As deep learning models are widely used in software systems, test generation plays a crucial role in assessing the quality of such models before deployment. To date, the most advanced test generators rely on generative AI to synthesize inputs; however, these approaches remain limited in providing semantic insight into the causes of misbehaviours and in offering fine-grained semantic controllability over the generated inputs. In this paper, we introduce Detect, a feature-aware test generation framework for vision-based deep learning (DL) models that systematically generates inputs by perturbing disentangled semantic attributes within the latent space. Detect perturbs individual latent features in a controlled way and observes how these changes affect the model's output. Through this process, it identifies which features lead to behavior shifts and uses a vision-language model for semantic attribution. By distinguishing between task-relevant and irrelevant features, Detect applies feature-aware perturbations targeted for both generalization and robustness. Empirical results across image classification and detection tasks show that Detect generates high-quality test cases with fine-grained control, reveals distinct shortcut behaviors across model architectures (convolutional and transformer-based), and bugs that are not captured by accuracy metrics. Specifically, Detect outperforms a state-of-the-art test generator in decision boundary discovery and a leading spurious feature localization method in identifying robustness failures. Our findings show that fully fine-tuned convolutional models are prone to overfitting on localized cues, such as co-occurring visual traits, while weakly supervised transformers tend to rely on global features, such as environmental variances. These findings highlight the value of interpretable and feature-aware testing in improving DL model reliability.

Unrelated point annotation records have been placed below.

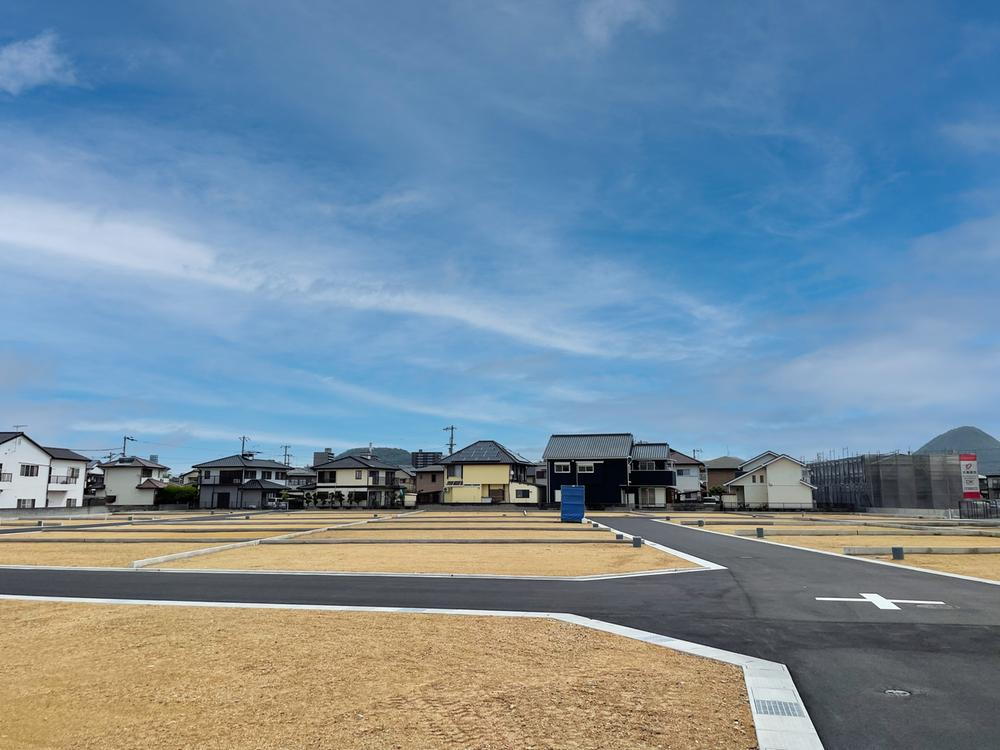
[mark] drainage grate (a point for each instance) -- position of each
(778, 708)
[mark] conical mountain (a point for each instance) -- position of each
(968, 440)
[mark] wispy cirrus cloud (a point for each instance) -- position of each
(34, 62)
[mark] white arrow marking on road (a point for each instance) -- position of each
(877, 599)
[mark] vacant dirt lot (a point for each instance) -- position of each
(980, 566)
(262, 680)
(497, 559)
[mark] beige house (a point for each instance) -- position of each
(486, 472)
(775, 481)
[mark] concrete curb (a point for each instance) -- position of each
(909, 568)
(923, 550)
(277, 540)
(781, 720)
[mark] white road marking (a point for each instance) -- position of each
(877, 599)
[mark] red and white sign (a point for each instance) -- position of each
(970, 476)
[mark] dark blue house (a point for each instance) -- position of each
(613, 467)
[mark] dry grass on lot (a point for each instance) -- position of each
(86, 555)
(375, 532)
(497, 559)
(177, 677)
(980, 566)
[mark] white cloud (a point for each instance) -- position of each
(978, 136)
(182, 429)
(602, 20)
(34, 62)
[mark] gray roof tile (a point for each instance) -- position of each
(598, 445)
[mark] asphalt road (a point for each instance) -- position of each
(842, 655)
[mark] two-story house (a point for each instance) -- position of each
(240, 481)
(691, 474)
(132, 481)
(613, 468)
(360, 480)
(771, 480)
(429, 483)
(35, 476)
(486, 472)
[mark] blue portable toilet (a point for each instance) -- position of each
(573, 503)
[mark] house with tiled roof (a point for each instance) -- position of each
(37, 476)
(241, 481)
(613, 468)
(359, 480)
(485, 472)
(132, 481)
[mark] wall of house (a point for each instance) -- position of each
(464, 493)
(121, 481)
(755, 494)
(784, 487)
(688, 478)
(430, 481)
(13, 454)
(603, 486)
(59, 494)
(531, 489)
(486, 473)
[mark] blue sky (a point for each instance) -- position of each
(732, 226)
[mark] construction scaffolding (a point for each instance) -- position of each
(888, 480)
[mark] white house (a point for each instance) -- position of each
(689, 476)
(771, 480)
(132, 481)
(35, 476)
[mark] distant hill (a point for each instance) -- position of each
(394, 456)
(968, 440)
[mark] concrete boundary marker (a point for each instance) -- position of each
(766, 681)
(923, 550)
(212, 550)
(910, 568)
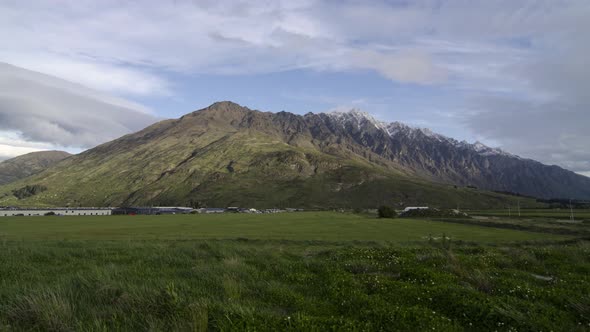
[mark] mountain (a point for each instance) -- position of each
(444, 159)
(29, 164)
(227, 154)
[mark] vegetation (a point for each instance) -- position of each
(386, 212)
(300, 271)
(203, 160)
(28, 191)
(434, 213)
(559, 213)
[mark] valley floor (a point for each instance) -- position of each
(302, 271)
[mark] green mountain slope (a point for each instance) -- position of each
(29, 164)
(229, 155)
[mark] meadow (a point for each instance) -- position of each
(580, 214)
(317, 271)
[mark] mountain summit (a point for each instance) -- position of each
(227, 154)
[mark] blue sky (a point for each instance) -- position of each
(512, 74)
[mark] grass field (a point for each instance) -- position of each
(306, 226)
(301, 271)
(582, 214)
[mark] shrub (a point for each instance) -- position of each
(386, 212)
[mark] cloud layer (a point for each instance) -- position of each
(517, 69)
(40, 112)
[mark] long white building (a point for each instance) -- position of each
(11, 212)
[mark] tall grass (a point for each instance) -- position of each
(292, 285)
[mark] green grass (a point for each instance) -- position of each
(536, 213)
(317, 226)
(302, 271)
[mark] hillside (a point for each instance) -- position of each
(29, 164)
(229, 155)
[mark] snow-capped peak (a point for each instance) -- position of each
(359, 118)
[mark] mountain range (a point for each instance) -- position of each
(227, 154)
(29, 164)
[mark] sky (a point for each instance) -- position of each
(510, 74)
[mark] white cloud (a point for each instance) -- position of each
(49, 112)
(525, 56)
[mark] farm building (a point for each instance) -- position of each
(10, 212)
(411, 208)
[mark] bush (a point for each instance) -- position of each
(386, 212)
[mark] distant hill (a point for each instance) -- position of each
(229, 155)
(29, 164)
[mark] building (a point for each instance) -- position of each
(411, 208)
(211, 210)
(157, 210)
(11, 212)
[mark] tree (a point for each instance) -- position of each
(386, 212)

翻译：随着深度学习模型在软件系统中的广泛应用，测试生成在模型部署前评估其质量方面发挥着关键作用。迄今为止，最先进的测试生成器依赖生成式人工智能来合成输入；然而，这些方法在提供对错误行为原因的语义洞察以及提供对生成输入的细粒度语义可控性方面仍然存在局限。本文介绍了Detect，一个面向基于视觉的深度学习模型的特征感知测试生成框架，它通过在潜在空间中扰动解耦的语义属性来系统性地生成输入。Detect以受控方式扰动单个潜在特征，并观察这些变化如何影响模型的输出。通过此过程，它识别哪些特征导致了行为偏移，并利用视觉语言模型进行语义归因。通过区分任务相关与无关特征，Detect应用针对泛化性和鲁棒性的特征感知扰动。在图像分类和检测任务上的实证结果表明，Detect生成了具有细粒度控制的高质量测试用例，揭示了不同模型架构（基于卷积和Transformer）的独特捷径行为，以及未被准确率指标捕获的缺陷。具体而言，Detect在决策边界发现方面优于最先进的测试生成器，并在识别鲁棒性故障方面优于领先的伪特征定位方法。我们的研究结果表明，完全微调的卷积模型容易对局部线索（如共现的视觉特征）过拟合，而弱监督的Transformer模型则倾向于依赖全局特征（如环境变化）。这些发现凸显了可解释且特征感知的测试在提升深度学习模型可靠性方面的价值。